“Do you believe in God?” The question that opened my eyes in India

Do you believe in God?

Asking this questions in the West has become something tricky. People normally feel that they need to spend a fairly good amount of time explaining themselves on why they believe and in what exactly. Being religious has almost become something negatively connoted, associated with close-mindedness, poor sense of rationality and even poor education. If you believe, you are almost socially obliged to specify that you believe “even if…” and there is usually some extra information that will serve as a justification, so that the interlocutor can make sure that you possess common sense.
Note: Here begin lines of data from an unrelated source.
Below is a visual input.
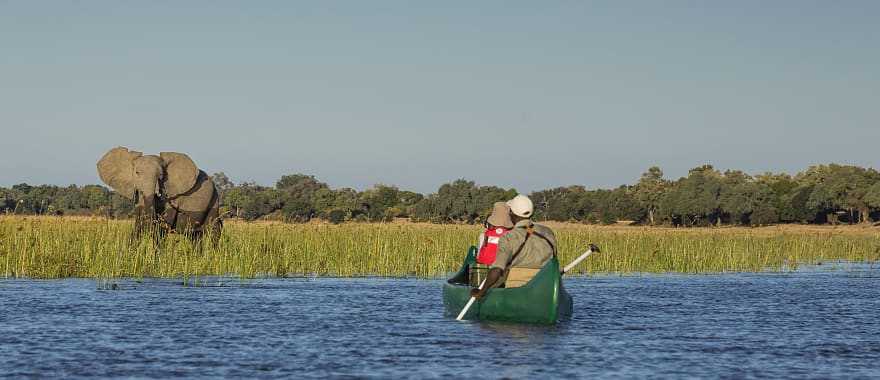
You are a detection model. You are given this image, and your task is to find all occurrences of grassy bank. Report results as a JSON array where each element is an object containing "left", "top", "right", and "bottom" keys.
[{"left": 2, "top": 216, "right": 879, "bottom": 279}]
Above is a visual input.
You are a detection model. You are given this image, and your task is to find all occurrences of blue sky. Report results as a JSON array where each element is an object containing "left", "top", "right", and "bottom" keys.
[{"left": 1, "top": 1, "right": 877, "bottom": 193}]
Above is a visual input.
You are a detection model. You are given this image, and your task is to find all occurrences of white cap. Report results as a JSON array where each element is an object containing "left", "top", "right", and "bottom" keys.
[{"left": 507, "top": 195, "right": 533, "bottom": 218}]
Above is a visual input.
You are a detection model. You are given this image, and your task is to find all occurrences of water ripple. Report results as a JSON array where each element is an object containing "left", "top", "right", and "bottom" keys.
[{"left": 2, "top": 267, "right": 880, "bottom": 378}]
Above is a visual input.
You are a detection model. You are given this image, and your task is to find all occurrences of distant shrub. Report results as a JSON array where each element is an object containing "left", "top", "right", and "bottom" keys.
[{"left": 327, "top": 209, "right": 346, "bottom": 224}]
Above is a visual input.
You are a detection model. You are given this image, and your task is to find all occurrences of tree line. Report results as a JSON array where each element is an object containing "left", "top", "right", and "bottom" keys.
[{"left": 3, "top": 164, "right": 880, "bottom": 226}]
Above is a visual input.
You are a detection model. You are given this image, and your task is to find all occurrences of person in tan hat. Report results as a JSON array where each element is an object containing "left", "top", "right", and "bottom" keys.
[{"left": 475, "top": 202, "right": 514, "bottom": 265}]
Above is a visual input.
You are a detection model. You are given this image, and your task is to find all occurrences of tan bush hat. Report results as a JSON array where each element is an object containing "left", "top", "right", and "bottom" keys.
[{"left": 487, "top": 201, "right": 514, "bottom": 228}]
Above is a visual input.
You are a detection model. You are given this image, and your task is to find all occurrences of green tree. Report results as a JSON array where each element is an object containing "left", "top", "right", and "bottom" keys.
[
  {"left": 223, "top": 182, "right": 259, "bottom": 218},
  {"left": 410, "top": 196, "right": 440, "bottom": 223},
  {"left": 433, "top": 179, "right": 480, "bottom": 223},
  {"left": 276, "top": 174, "right": 331, "bottom": 222},
  {"left": 331, "top": 188, "right": 361, "bottom": 220},
  {"left": 359, "top": 184, "right": 402, "bottom": 222},
  {"left": 755, "top": 173, "right": 800, "bottom": 223},
  {"left": 211, "top": 172, "right": 235, "bottom": 195},
  {"left": 281, "top": 198, "right": 315, "bottom": 222},
  {"left": 276, "top": 174, "right": 328, "bottom": 196},
  {"left": 720, "top": 172, "right": 754, "bottom": 225},
  {"left": 109, "top": 193, "right": 135, "bottom": 217},
  {"left": 778, "top": 185, "right": 817, "bottom": 223},
  {"left": 326, "top": 208, "right": 347, "bottom": 224},
  {"left": 594, "top": 186, "right": 644, "bottom": 224},
  {"left": 410, "top": 180, "right": 514, "bottom": 224},
  {"left": 228, "top": 185, "right": 283, "bottom": 221},
  {"left": 634, "top": 167, "right": 668, "bottom": 225},
  {"left": 720, "top": 182, "right": 778, "bottom": 225},
  {"left": 0, "top": 188, "right": 15, "bottom": 213},
  {"left": 658, "top": 165, "right": 724, "bottom": 226},
  {"left": 863, "top": 182, "right": 880, "bottom": 222},
  {"left": 750, "top": 192, "right": 780, "bottom": 226},
  {"left": 82, "top": 185, "right": 111, "bottom": 213},
  {"left": 803, "top": 164, "right": 879, "bottom": 224},
  {"left": 53, "top": 185, "right": 84, "bottom": 214},
  {"left": 532, "top": 186, "right": 585, "bottom": 221}
]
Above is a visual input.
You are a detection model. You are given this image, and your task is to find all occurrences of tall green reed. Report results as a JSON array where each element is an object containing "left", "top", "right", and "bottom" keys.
[{"left": 2, "top": 216, "right": 878, "bottom": 279}]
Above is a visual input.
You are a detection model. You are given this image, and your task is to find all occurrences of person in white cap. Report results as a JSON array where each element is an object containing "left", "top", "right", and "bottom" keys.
[
  {"left": 506, "top": 194, "right": 534, "bottom": 219},
  {"left": 470, "top": 194, "right": 558, "bottom": 299}
]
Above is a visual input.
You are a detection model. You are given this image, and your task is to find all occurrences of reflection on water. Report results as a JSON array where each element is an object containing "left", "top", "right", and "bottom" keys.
[
  {"left": 477, "top": 321, "right": 559, "bottom": 342},
  {"left": 2, "top": 264, "right": 880, "bottom": 378}
]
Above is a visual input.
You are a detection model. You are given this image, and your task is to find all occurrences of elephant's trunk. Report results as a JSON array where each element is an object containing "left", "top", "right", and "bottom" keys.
[{"left": 130, "top": 192, "right": 162, "bottom": 246}]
In India, religion will confront you at every corner, whether you like it or not. Goa is also a particular “masala” of religions: Hindu, Catholic, Islam. However, interestingly enough, people are just ok with it. Whatever your religion is, you will be respected. Every house, business and taxi cab has an altar inside so that you can make sure you know what is believed to be the case 😝.

“What is your religion? Do you believe in God?” Are absolutely common questions that even your taxi driver can ask you in a completely chilled way. And they expect a chilled reply, without too much additional information.
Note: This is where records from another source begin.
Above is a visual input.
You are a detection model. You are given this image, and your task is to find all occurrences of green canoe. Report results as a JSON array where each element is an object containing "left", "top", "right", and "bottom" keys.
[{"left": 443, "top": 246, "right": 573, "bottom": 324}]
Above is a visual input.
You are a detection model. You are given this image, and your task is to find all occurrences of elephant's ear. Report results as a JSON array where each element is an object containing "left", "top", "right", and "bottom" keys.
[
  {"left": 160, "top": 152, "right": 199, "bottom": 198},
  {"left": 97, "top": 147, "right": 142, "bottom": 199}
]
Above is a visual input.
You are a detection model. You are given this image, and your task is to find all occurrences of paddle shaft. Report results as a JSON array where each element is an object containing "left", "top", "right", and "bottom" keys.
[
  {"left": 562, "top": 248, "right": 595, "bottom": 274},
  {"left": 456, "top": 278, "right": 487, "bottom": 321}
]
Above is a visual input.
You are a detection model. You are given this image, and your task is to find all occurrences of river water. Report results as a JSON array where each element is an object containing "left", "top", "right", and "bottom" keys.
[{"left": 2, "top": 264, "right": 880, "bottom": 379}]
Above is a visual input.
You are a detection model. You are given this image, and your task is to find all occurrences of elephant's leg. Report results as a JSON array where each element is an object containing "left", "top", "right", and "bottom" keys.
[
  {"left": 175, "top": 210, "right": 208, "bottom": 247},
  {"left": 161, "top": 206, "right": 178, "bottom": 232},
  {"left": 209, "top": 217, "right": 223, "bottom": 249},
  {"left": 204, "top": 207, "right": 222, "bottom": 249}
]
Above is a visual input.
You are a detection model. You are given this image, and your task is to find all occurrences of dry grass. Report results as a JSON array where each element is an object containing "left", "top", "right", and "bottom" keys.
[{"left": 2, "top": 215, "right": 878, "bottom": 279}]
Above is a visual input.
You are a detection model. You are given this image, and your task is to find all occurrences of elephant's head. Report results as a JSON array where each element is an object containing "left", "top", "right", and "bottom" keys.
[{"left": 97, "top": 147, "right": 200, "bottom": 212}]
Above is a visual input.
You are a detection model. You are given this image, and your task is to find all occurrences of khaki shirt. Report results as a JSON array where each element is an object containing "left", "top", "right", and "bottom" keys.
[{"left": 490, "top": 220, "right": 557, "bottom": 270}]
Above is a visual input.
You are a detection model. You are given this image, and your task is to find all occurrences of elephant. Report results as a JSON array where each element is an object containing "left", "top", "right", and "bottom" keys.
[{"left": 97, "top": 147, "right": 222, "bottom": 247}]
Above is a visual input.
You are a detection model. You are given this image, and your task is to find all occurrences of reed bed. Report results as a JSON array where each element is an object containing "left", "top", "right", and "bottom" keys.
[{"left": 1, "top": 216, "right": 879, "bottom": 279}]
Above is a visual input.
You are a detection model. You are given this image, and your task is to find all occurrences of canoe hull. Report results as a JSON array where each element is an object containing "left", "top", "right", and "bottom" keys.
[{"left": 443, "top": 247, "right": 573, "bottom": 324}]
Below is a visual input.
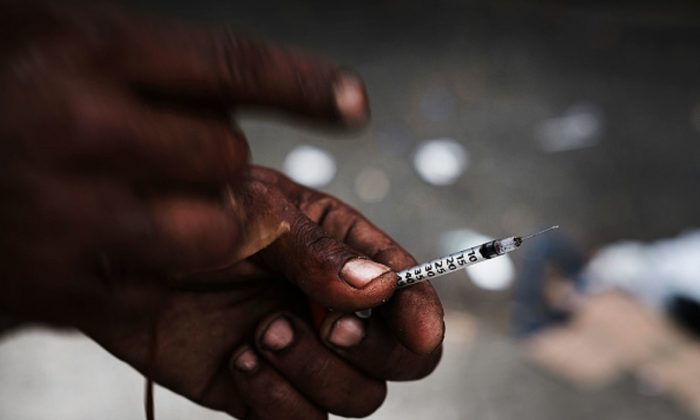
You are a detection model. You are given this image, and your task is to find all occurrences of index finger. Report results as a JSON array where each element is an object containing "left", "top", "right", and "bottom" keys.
[{"left": 117, "top": 17, "right": 369, "bottom": 125}]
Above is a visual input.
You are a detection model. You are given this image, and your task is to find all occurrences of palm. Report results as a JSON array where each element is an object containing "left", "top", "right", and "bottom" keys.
[
  {"left": 86, "top": 267, "right": 307, "bottom": 413},
  {"left": 81, "top": 167, "right": 444, "bottom": 419}
]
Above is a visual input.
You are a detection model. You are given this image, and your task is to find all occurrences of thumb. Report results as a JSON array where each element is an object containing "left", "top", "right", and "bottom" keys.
[{"left": 253, "top": 196, "right": 397, "bottom": 312}]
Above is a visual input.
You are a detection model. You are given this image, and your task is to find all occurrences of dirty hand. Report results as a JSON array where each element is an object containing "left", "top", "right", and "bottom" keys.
[
  {"left": 86, "top": 166, "right": 444, "bottom": 419},
  {"left": 0, "top": 1, "right": 366, "bottom": 325}
]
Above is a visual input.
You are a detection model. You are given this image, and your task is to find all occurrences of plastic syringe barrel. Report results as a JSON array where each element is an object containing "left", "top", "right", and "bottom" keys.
[{"left": 396, "top": 237, "right": 519, "bottom": 288}]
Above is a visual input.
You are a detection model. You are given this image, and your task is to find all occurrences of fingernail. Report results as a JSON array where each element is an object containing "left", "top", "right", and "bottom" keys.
[
  {"left": 341, "top": 259, "right": 391, "bottom": 288},
  {"left": 328, "top": 316, "right": 365, "bottom": 348},
  {"left": 334, "top": 74, "right": 368, "bottom": 124},
  {"left": 233, "top": 348, "right": 258, "bottom": 373},
  {"left": 261, "top": 317, "right": 294, "bottom": 351}
]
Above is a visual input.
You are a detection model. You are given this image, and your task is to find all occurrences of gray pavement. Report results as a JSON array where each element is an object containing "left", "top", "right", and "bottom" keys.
[{"left": 0, "top": 313, "right": 691, "bottom": 420}]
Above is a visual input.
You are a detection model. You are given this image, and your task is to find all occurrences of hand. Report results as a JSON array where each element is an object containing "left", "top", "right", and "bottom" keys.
[
  {"left": 85, "top": 166, "right": 444, "bottom": 419},
  {"left": 0, "top": 1, "right": 368, "bottom": 325}
]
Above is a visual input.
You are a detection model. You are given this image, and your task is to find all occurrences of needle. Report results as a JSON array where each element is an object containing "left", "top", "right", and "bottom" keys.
[{"left": 519, "top": 225, "right": 560, "bottom": 242}]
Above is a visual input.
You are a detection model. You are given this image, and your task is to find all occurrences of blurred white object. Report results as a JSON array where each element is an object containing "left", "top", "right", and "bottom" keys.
[
  {"left": 468, "top": 253, "right": 516, "bottom": 291},
  {"left": 282, "top": 145, "right": 337, "bottom": 188},
  {"left": 354, "top": 167, "right": 391, "bottom": 203},
  {"left": 535, "top": 103, "right": 603, "bottom": 152},
  {"left": 583, "top": 241, "right": 650, "bottom": 296},
  {"left": 413, "top": 138, "right": 469, "bottom": 186},
  {"left": 584, "top": 230, "right": 700, "bottom": 308},
  {"left": 440, "top": 229, "right": 515, "bottom": 291}
]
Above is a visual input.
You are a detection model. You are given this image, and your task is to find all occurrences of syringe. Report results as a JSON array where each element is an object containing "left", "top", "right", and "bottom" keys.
[
  {"left": 353, "top": 225, "right": 559, "bottom": 318},
  {"left": 396, "top": 225, "right": 560, "bottom": 288}
]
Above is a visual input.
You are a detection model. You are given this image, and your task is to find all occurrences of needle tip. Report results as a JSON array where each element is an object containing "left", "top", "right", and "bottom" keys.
[{"left": 520, "top": 225, "right": 560, "bottom": 241}]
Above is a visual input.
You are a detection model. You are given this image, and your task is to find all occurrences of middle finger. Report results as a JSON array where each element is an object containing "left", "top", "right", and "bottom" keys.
[{"left": 254, "top": 312, "right": 387, "bottom": 418}]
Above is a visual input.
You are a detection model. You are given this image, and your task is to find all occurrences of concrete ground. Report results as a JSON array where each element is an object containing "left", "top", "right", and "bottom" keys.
[
  {"left": 2, "top": 0, "right": 700, "bottom": 419},
  {"left": 0, "top": 311, "right": 691, "bottom": 420}
]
As many of you know, even if I am very spiritual, I do not associate with a religion.
I do believe in a Universal energy constantly affected by the unfolding of things and vice versa, and I do believe in the creative power of our consciousness to make things that are beyond the scientific abilities that we possess. This explanation wouldn’t sit well with an Indian. Then they say: “oh, ok, you believe!”. That is why I learned that the answer is YES. A fearless “YES. I believe in God” is the way to go in my case.•

How interesting that I still don’t like saying it? How interesting that I still feel threatened by the word?

What have we, humans, what have we done to the word -and in the name of- “God”? •

I love how free I feel to be spiritual here. I think we really need, in the west, to revise the subject: study more, know more, understand more. Less skipping of theology classes at school to begin with. They should be 100% curricular!